We’re not yet at the point where the machine connects all of that automatically—recognizing the condition, the procedure, and linking to guidance—but that’s where we’re headed. The goal is to combine a high-fidelity clinical summary, what’s happening in real time, and the medical knowledge base to inform high-quality decisions.
CS: Where do you think those tools should live in the workflow? Should they be running all the time or only when needed?
SD: No one’s figured that out yet. Traditionally, decision support was embedded in the electronic health record, but we don’t want to stare at screens all day—we want to look at our patients. Now we’re seeing the rise of ambient tools that listen in and may free us from typing and clicking so much.
The question is how decision support fits into that world. Personally, I like the idea of running it in the background—let it check my work rather than me checking it. It should nudge us when appropriate, not constantly. If you’re seeing alerts all the time, you get desensitized. If everything’s important, then nothing is.
We need to set the right thresholds—specific enough to be useful but not overwhelming. And the form factor matters. Maybe it’s on a screen, maybe an auditory cue, maybe through a watch or phone. The right balance of timing, format, and specificity will make the difference between something we ignore and something we value.
CS: Are we actually using AI agents in the delivery of healthcare yet?
SD: “Agents” is one of those terms that people use broadly, but essentially it means a language model that’s connected to tools—it can retrieve information, interact with systems, and actually carry out tasks.
For example, a call center agent that can schedule appointments. It understands natural language, accesses the clinical schedule, and books the appointment directly. We’re seeing those kinds of agents mainly on the administrative side—scheduling, revenue cycle, fax processing, data movement.

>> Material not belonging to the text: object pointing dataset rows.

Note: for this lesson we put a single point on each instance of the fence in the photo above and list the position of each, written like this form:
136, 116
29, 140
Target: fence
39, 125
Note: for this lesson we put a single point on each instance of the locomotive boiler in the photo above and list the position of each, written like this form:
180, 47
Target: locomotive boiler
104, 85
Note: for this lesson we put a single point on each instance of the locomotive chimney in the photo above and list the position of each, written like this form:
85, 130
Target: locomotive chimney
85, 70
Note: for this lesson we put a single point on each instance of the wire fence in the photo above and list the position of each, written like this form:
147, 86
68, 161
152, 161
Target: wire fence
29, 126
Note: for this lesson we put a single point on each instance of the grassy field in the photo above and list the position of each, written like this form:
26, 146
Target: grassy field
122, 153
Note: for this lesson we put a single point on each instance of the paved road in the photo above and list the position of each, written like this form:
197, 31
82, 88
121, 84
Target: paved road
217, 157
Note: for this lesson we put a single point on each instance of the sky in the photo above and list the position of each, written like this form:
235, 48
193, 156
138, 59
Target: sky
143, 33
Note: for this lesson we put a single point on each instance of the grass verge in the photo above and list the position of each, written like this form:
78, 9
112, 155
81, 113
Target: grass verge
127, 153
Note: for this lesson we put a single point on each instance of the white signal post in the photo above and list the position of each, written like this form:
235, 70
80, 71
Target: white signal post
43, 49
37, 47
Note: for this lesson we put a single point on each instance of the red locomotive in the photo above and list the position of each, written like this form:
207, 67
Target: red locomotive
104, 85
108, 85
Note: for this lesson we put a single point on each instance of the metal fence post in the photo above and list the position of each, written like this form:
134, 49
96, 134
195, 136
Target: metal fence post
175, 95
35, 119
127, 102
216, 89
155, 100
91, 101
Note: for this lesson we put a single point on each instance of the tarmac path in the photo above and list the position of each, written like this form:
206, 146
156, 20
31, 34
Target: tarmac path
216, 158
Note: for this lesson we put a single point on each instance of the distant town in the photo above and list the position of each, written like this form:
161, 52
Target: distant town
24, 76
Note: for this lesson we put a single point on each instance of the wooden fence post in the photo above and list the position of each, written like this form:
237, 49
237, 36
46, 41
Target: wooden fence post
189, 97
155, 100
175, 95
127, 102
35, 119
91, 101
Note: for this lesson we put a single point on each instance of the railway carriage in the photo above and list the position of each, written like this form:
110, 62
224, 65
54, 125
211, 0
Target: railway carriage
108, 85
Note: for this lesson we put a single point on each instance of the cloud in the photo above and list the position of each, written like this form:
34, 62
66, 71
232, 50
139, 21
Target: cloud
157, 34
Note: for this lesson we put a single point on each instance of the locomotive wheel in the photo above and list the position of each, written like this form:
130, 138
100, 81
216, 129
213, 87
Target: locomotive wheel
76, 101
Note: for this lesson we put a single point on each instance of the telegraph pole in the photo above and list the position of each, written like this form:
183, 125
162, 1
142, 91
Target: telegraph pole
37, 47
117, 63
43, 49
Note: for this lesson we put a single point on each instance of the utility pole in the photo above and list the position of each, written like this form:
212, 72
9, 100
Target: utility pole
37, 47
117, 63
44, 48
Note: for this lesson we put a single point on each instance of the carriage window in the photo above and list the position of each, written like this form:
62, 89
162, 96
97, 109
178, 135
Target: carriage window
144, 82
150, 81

We’re not yet seeing agents assume clinical care responsibilities like prescribing medications or making diagnoses. The technology just isn’t reliable enough for high-stakes activities.
CS: What are the key challenges keeping us from using these tools more broadly?
SD: The first is reliability. AI isn’t reliable enough for high-stakes work. The second is change. Healthcare pulls toward inertia—it’s very difficult for people and organizations to change without major incentives.
We’ve only had two big digital transformations in healthcare: electronic health records, which came from billions in Meaningful Use incentives and penalties, and virtual care in 2020, driven by the pandemic. I’m not sure what the motivation is now. There are some factors—staffing shortages, administrative burden—but nothing on that scale.
So reliability is one big challenge, and change is the other. And ultimately, if something goes wrong, who’s responsible? Usually it’s the clinician or the organization, not the AI vendor. That’s another reason adoption has been slow.
CS: You mentioned AI scribes earlier. Are they gaining traction?
SD: Definitely. We’ve seen great uptake in AI scribes—about a third of clinicians in large health systems use them. That’s because they solve real pain points. People want to look at their patients, not their computers.
I think summarization tools will be the next wave. I spend a lot of time preparing to see patients—there’s so much information locked in different places, including PDFs. Anything that helps bring that together will be valuable.
So yes, there’s motivation to use AI for these kinds of tasks, but for higher-stakes work, I don’t think the reliability is there yet.
CS: What does the future look like to you?
SD: The future isn’t about AI replacing doctors—it’s about using technology to let each person do what they do best. Machines will handle the repetitive and the routine. Humans will handle the nuanced and the relational. That’s where real progress will come from.